The authorities revoked the licenses of nine private hospitals in various districts of Istanbuland four of them have been sealed by the police and are under police surveillance. The investigation is secret, but Tunç confirmed that the detainees are accused of forming an illicit enrichment network and causing the deaths of babies through abandonment.

According to Anadolu, the gang operated through subcontractors in several neonatal intensive care units of hospitals under contract with the public social security system. The alleged leader of the conspiracy bribed ambulance service employees and municipal officials to refer as many newborns as possible to the units in his network and thus collect the corresponding public insurance rates.

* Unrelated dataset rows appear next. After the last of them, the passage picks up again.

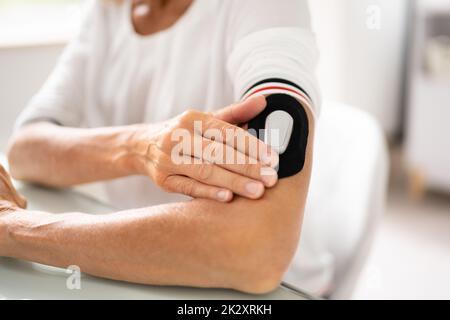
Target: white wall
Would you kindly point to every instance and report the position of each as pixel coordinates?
(360, 66)
(23, 70)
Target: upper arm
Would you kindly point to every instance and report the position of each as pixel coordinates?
(272, 40)
(260, 236)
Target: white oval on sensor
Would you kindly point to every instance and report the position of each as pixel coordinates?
(278, 130)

At least 10 babies diedeither because they were kept much longer than recommended in an intensive care unit in an attempt to increase the network’s profits, or because they were not administered the appropriate medications, notes Anadolu.

According to NTV radio, the gang left the children only in the care of nurses, without the obligatory presence and supervision of doctors. The revelation of the affair caused great stir in Turkey due to the apparent impunity with which the gang was able to operate, even threatening to kill the prosecutor who investigated the case, Anadolu reports.

Much of the healthcare system in Turkey is public and operates through hospitals owned by the Ministry of Health, with doctors and nurses who are state civil servants, but there is also a network of private clinics. Some of them maintain agreements with the ministry to welcome patients in exchange for the corresponding payment from public social security.